Der Grund der allgemeinen gesellschaftlichen Entwicklung liegt meines Erachtens nicht darin, dass Mütter unbedingt arbeiten wollen - oder müssen. Ich glaube, der wirkliche Grund liegt darin, dass viele Menschen heute eine Sehnsucht nach anderen Lebensverhältnissen – und damit andere Beziehungen – haben. Sie ahnen, dass gerade auf der sozialen Ebene die Verhältnisse festgefahren sind. Das klassische Bild einer „geschlossenen“ Familie mit einer Mutter, einem Vater und zwei Kindern funktioniert nicht mehr, weil es generell gesprochen nicht mehr gewollt wird. (Gleichzeitig ist man sich darüber nicht im Klaren – das ist aber ein anderes Thema. Das Wollen geht dem Verstehen immer voraus.)

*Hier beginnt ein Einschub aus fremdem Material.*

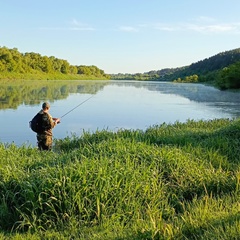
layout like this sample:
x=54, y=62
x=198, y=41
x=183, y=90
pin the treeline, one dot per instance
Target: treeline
x=222, y=70
x=12, y=61
x=15, y=93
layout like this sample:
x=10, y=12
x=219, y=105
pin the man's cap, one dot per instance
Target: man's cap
x=45, y=105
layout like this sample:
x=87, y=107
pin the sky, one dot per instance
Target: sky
x=122, y=36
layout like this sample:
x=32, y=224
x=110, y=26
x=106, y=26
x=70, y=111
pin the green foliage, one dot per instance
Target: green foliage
x=221, y=70
x=188, y=79
x=17, y=65
x=14, y=93
x=229, y=77
x=177, y=181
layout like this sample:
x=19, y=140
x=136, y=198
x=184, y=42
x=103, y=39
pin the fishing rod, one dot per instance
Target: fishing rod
x=76, y=106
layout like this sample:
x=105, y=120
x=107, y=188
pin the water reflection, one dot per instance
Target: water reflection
x=114, y=105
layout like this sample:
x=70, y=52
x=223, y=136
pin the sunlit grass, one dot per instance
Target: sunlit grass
x=172, y=181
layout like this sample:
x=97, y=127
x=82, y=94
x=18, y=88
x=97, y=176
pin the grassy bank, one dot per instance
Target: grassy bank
x=172, y=181
x=47, y=76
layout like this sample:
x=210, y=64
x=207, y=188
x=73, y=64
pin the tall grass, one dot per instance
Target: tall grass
x=172, y=181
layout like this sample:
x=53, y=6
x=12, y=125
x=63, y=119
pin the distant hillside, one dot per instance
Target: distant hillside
x=16, y=65
x=207, y=70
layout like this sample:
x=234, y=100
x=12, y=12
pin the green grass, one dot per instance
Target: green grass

Der Wunsch, die institutionalisierte Erziehung in der Zeit nach vorne zu schieben, hängt also mit grundlegenden Änderungen in Bezug auf die Frage, wie die Menschen heute das Leben „ahnen“, oder anders gesagt, was sie halbbewusst träumen zusammen. Dass an dieser Stelle vom Staat etwas verlangt wird – so verstehen zumindest viele Politiker die Lage – scheint mir ein tragischer Fehler zu sein, der sichtbar macht, dass das sozialistische Denken in Deutschland alles andere als überwunden ist. Wir brauchen uns aber nicht vom Staat verführen zu lassen. Wir können tun, was wir tun WOLLEN.

Wenn wir diesbezüglich nicht tun was wir wollen, kriegen wir in der Zukunft richtig ein Problem. Rein praktisch sieht das Problem so aus, dass die Eltern den Weg zu den Waldorfkindergärten einfach nicht mehr finden werden, weil die Entscheidung für die „Richtung“ schon vorher gefallen ist. Wenn es nicht genügend schöne & interessante & waldorfeigene Angebote für sehr kleine Kinder gibt, werden die Waldorfkindergärten und die Waldorfschulen leer bleiben.

Das ist die praktische Seite. Es gibt aber auch eine moralische Seite. Und die liegt aus meiner Sicht gerade nicht in der Frage, ob es „gut“ für die ganz kleinen Kinder ist, sie in eine professionelle Einrichtung zu schicken. Natürlich soll diese Frage gestellt werden – letztendlich werden aber nur die Eltern diesbezüglich eine Entscheidung treffen. Für die Menschen, die sich mit dem anthroposophische Erziehungsimpuls verbunden wissen, steht aber eine andere Frage an, nämlich: sind wir freudig bereit in das Schicksal der Kinder einzusteigen? Oder vielleicht besser: wollen wir unsere Handlungen durch die oben erwähnten Ahnungen inspirieren lassen? Und dazu kommt dann direkt die Frage: sind wir bereit uns auf ein Abenteuer einzulassen?

Wie sieht eine anthroposophisch-inspirierte Einrichtung für das Kleinkind aus? Über diese Frage werde ich das nächste Mal etwas schreiben. Für heute noch dies: Mir scheint es ein Fehler zu sein, diese Frage aus der Perspektive eines Kindergartens anzugehen. Das würde heißen, dass wir versuchen, von der Vergangenheit in die Zukunft hinein zu denken. Die Fortsetzung-nach-vorne ist keine Fortsetzung der Waldorferziehung nach vorne. Die Frage des Kleinkindes ist eine Frage des Kleinkindes-für-sich, eine Frage also, die aus dem Nichts beantwortet werden muss.